Our previous blog post discussed the advantages of testing muscle function in-situ or in-vivo with our 3-in-1 muscle test system. This blog post will discuss how to setup an experiment to measure muscle function in-vivo.

In-vivo muscle testing involves stimulating either the anterior crural muscles or the posterior crural muscles to elicit dorsiflexion or plantarflexion contractions respectively.

The anterior crural muscle group consists primarily of the tibialis anterior muscle (TA) and the extensor digitorum longus muscle (EDL). The posterior crural muscle group consists primarily of the gastrocnemius, soleus and plantaris muscles.

In-vivo measurements are performed by placing the anesthetized animal on a temperature regulated apparatus (mouse, and rat apparatus available). The limb (or limbs) of the animal should be shaved and sterlized.

The knee is fixed with a custom made clamp that is non-invasive to minimize damage to the animals leg and knee joint.
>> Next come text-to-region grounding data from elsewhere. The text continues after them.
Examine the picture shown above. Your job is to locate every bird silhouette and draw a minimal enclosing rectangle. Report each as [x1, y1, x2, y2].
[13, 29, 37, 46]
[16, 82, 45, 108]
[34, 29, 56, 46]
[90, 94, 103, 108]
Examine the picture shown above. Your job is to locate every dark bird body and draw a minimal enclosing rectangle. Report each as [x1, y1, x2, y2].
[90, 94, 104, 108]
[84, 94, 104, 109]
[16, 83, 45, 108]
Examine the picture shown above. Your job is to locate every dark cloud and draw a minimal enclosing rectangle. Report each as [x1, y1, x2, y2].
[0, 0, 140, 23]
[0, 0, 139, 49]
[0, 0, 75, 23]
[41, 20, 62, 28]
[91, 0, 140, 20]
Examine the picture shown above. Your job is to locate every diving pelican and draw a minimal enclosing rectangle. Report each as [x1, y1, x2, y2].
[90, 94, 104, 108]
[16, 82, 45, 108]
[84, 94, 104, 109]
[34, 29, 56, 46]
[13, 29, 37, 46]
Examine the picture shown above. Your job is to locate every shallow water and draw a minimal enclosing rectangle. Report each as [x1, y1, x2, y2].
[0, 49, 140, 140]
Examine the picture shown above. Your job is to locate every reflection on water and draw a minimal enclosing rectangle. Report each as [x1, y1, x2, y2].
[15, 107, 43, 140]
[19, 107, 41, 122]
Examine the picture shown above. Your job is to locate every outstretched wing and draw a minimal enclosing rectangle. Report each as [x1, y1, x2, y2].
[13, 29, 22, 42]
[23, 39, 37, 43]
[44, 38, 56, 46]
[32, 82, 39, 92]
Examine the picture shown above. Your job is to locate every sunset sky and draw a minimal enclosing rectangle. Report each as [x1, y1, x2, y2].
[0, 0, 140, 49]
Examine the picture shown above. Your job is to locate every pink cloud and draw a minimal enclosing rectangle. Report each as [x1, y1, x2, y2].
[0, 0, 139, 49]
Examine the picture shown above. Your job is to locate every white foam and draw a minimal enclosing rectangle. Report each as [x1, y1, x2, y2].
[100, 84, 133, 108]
Typically a buttressing pad or cone point set screw is used for this purpose.  It is best to attempt to clamp the limb of the animal just above the knee joint itself on the fleshy portion of the hock.

Once the leg is secured the foot can be fixed into a footplate which is attached to the shaft of a 300C series dual mode lever. The foot is attached to the footplate using adhesive tape to prevent movement within the footplate.  This can be a major source of error when performing these experiments.  When taping the foot, it is a good idea to first tape around the top of the foot to secure it to the pedal. Then hold the animal’s ankle with a pair of forceps and gently press the heel up against the pedal itself before applying more wrapping. This will ensure that the heel will not lift off from the pedal during the experiment.
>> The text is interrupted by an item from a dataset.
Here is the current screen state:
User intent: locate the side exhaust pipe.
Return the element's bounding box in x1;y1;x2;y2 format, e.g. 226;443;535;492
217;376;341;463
Some iterative correction of the knee clamping and foot taping may be required before moving on to the actual experiment itself and placing of the stimulation electrodes.
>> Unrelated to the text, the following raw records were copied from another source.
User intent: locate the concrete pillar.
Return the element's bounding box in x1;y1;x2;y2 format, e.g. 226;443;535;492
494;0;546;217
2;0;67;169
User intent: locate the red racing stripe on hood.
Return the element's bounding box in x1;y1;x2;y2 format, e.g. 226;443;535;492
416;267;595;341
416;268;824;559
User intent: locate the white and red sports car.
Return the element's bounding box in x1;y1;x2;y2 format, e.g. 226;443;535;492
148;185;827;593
Fig 1. Footplate attached to 305C motor with knee clamp on temperature regulated platform

The most difficult part of the experiment is correctly placing the electrodes so as to stimulate the desired muscles. The electrodes are connected to our 701C bi-phase stimulator. The stimulator is controlled by our Dynamic Control and Analysis software which also acquires the torque measurements from the 300C footplate.

Electrode placement:

  • For stimulation of anterior compartment muscles, including the tibialis anterior and the extensor digitorum longus muscle, place the electrodes directly over (surface electrodes) or subcutaneously either side (needle electrodes) of the animal’s deep fibular nerve, which is a distal branch off of the common peroneal nerve. Alternatively the common peroneal nerve can also be stimulated.
  • For stimulation of the posterior compartment muscles, including the gastrocnemius, soleus and plantaris muscles place the electrodes directly over (surface electrodes) or subcutaneously (needle electrodes) either side of the animal’s sciatic nerve. The tibial nerve can also be stimulated. In some circumstances and where possible (terminal experiments), it may also be useful to sever the common peroneal nerve to prevent recruitment of the anterior muscles
  • Optimisation of the position of the electrodes should be ascertained for every experiment to ensure that the desired muscles are stimulated and the maximum isometric twitch torque is achieved. Once the optimal position of the electrodes is ascertained the electrodes should be securely kept in place.

As with isolated and in-situ muscle experiments, the stimulation voltage/current should be optimized to obtain peak isometric torque before an experiment is performed. Unlike ex-vivo and in-situ experiments the muscle and tendon is still completely attached to the limb of the animal and therefore optimal resting length does not have to be ascertained for each experiment. However, optimal position of the leg with respect to the angle of the knee/leg should be determined. A 90 degree angle is an appropriate place to start.

The experimental protocol can now be performed. The animal should be regularly checked for response to stimulation in order to ensure the anesthetic level is sufficient. The anesthesia should be adjusted as needed. Once the protocol is finished the animal can be removed from anesthesia and allowed to recover.